The Information Matrix makes it easy to understand why opacity is the necessary condition for a financial crisis.
By definition, an opaque security does not provide sufficient disclosure so an investor can know what they own or are thinking of buying. So where does an opaque security fit on the matrix below?
|Does Seller Know What They Are Selling?|
Does Buyer Know What They are Buying?
|Yes||Perfect Information||Antique Dealer Problem|
|No||Lemon Problem||Blind Betting|
Based on their definition, opaque securities fit into the two cells titled Lemon Problem and Blind Betting. Lemon Problem opaque securities are like used cars where the seller of the security has information for assessing the risk and therefore the value of the security that the buyer of the security does not have. The information for assessing the risk and value of Blind Betting opaque securities is unavailable to both buyer and seller.
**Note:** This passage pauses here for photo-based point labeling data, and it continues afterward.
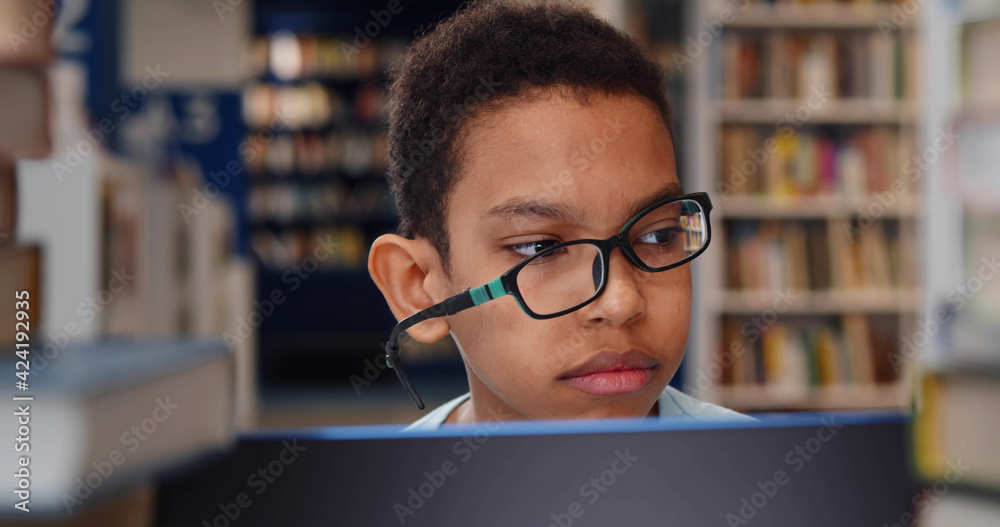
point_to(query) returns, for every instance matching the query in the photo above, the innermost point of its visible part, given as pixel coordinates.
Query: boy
(513, 128)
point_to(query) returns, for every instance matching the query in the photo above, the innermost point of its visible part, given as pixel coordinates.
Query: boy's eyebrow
(527, 207)
(671, 190)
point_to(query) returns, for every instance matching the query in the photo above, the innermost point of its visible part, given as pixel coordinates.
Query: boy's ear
(402, 269)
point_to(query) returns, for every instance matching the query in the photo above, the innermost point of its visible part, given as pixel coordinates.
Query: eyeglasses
(565, 277)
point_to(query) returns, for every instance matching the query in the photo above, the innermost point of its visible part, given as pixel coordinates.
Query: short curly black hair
(485, 55)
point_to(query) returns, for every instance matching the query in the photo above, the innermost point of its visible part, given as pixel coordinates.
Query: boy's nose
(621, 301)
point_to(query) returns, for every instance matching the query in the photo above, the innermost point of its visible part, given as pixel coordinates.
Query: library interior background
(180, 173)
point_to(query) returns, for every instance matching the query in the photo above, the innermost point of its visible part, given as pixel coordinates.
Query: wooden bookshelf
(756, 398)
(816, 210)
(783, 207)
(820, 302)
(763, 15)
(851, 111)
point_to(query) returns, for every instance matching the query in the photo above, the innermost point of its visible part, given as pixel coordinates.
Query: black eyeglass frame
(507, 282)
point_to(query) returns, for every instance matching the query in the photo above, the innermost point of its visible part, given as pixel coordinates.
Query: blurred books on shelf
(851, 162)
(956, 423)
(980, 41)
(785, 64)
(809, 142)
(111, 415)
(820, 362)
(817, 255)
(21, 270)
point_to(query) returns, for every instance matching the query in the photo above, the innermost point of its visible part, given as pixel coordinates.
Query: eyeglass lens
(568, 276)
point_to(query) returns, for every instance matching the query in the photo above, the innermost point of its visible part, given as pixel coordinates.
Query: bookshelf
(804, 117)
(317, 196)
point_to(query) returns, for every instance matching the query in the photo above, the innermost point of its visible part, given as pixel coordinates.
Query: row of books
(819, 255)
(350, 152)
(342, 247)
(311, 105)
(289, 56)
(851, 161)
(282, 202)
(821, 2)
(799, 64)
(796, 354)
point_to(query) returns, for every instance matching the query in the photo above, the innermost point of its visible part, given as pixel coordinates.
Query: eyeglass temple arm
(447, 307)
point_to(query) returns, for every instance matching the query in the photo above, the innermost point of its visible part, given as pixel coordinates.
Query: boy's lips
(612, 373)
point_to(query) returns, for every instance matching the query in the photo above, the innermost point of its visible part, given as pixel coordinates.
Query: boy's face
(598, 162)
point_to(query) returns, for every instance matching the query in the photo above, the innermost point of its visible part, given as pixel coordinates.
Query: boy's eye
(665, 236)
(532, 248)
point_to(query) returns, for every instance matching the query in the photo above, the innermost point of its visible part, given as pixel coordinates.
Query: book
(21, 270)
(107, 416)
(954, 424)
(24, 129)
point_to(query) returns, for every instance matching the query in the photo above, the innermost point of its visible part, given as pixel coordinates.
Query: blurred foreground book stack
(105, 419)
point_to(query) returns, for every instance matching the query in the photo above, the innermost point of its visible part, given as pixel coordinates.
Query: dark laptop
(816, 469)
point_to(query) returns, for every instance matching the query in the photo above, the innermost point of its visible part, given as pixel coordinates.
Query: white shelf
(816, 16)
(791, 207)
(709, 115)
(844, 397)
(834, 111)
(818, 302)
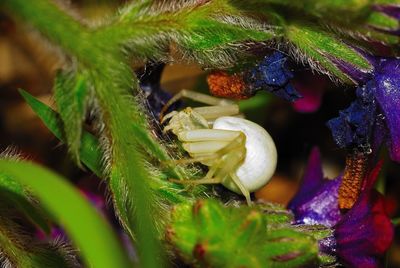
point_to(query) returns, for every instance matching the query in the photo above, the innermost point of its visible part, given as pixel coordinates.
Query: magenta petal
(390, 10)
(387, 79)
(365, 232)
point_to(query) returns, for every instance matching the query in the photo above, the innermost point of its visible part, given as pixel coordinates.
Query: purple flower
(375, 114)
(317, 199)
(273, 75)
(361, 235)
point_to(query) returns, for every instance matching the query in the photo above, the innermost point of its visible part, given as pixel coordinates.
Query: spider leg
(242, 189)
(208, 179)
(199, 97)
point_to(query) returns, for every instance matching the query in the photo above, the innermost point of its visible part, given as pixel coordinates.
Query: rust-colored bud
(222, 84)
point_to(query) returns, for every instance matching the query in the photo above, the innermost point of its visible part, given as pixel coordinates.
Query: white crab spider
(240, 154)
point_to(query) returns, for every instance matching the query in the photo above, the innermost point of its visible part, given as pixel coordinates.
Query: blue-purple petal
(317, 200)
(365, 232)
(387, 94)
(354, 126)
(273, 75)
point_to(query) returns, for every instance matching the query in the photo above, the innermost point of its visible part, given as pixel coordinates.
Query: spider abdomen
(261, 155)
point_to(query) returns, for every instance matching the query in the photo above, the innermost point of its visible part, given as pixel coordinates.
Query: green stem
(112, 79)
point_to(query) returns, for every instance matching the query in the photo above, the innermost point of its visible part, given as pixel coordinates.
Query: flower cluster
(360, 235)
(375, 114)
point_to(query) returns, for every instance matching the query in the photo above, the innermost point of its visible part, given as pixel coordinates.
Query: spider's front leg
(222, 150)
(217, 107)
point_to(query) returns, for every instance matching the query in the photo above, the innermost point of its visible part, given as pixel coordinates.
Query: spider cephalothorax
(240, 154)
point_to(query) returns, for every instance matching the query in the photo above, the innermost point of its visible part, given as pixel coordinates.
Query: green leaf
(70, 91)
(90, 152)
(20, 198)
(90, 232)
(213, 235)
(326, 51)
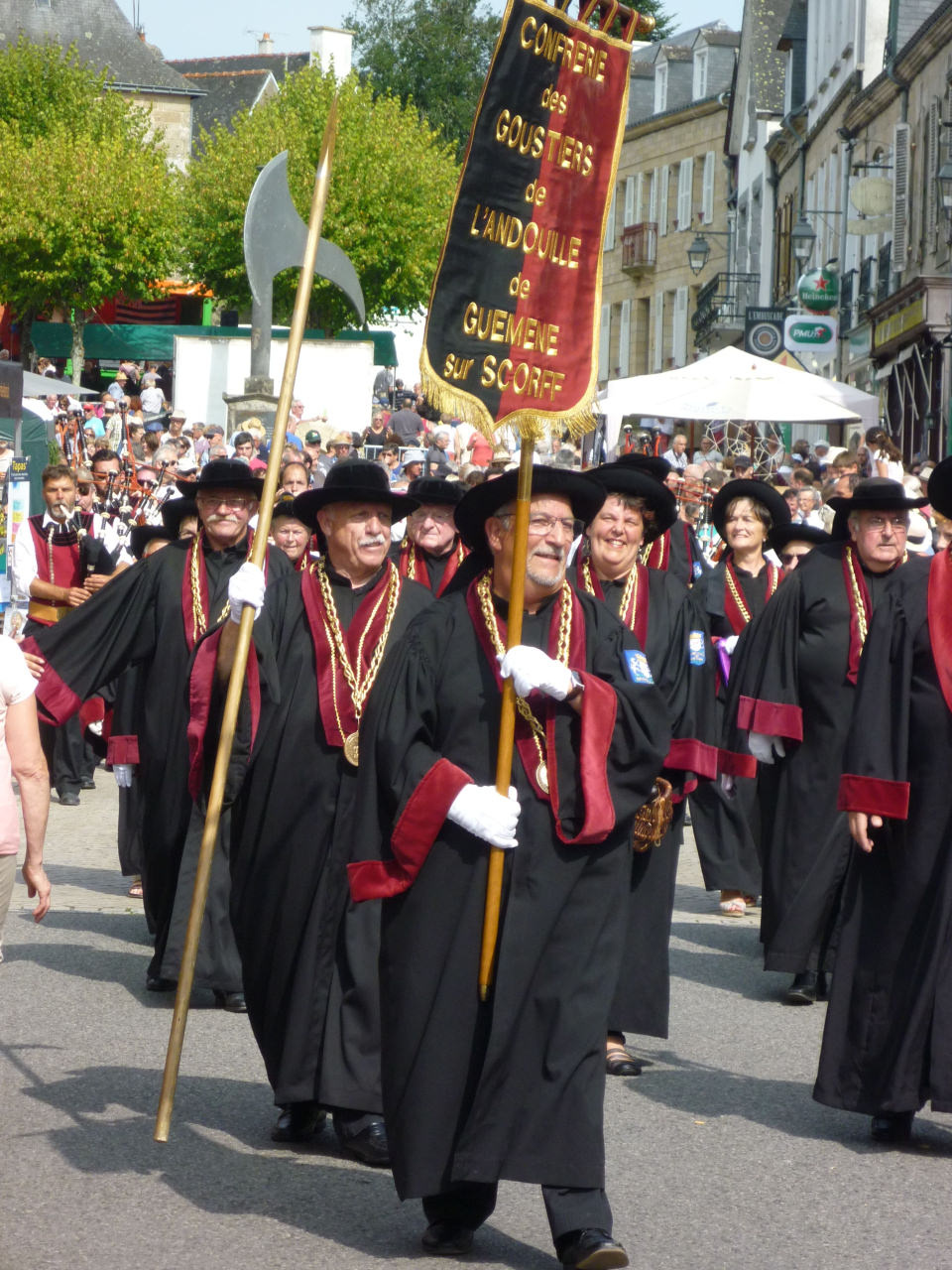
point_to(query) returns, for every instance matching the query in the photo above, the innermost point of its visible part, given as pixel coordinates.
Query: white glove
(245, 587)
(480, 811)
(763, 747)
(532, 668)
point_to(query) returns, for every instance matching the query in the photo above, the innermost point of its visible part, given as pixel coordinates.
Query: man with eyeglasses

But is there any reason to think Lemon Problem opaque securities are the necessary condition for a financial crisis to occur? No.
Ultimately, the seller of a Lemon Problem opaque security has the information needed to value these securities. As result, they have the potential to become a buyer for these securities. Equally importantly, they have the information incentive to limit the decline in the security’s price to where it represents a good investment. Therefore a market will develop for the Lemon Problem opaque securities without any interference from the government.
This is not true for Blind Betting opaque securities. There is no logical price greater than $0 for the seller of the Blind Betting opaque security to step in and repurchase the security from the buyer.
It is the existence of Blind Betting opaque securities that is the necessary condition for a financial crisis.
In the run-up to the financial crisis that began on August 9, 2007, these securities could be found in large portions of the global financial system. Examples of these securities included the private label mortgage-backed securities and their related derivatives as well as financial institutions like commercial and investment banks. Since no one had the information necessary for assessing these securities, there were no buyers when the price of the Blind Betting opaque securities began to fall.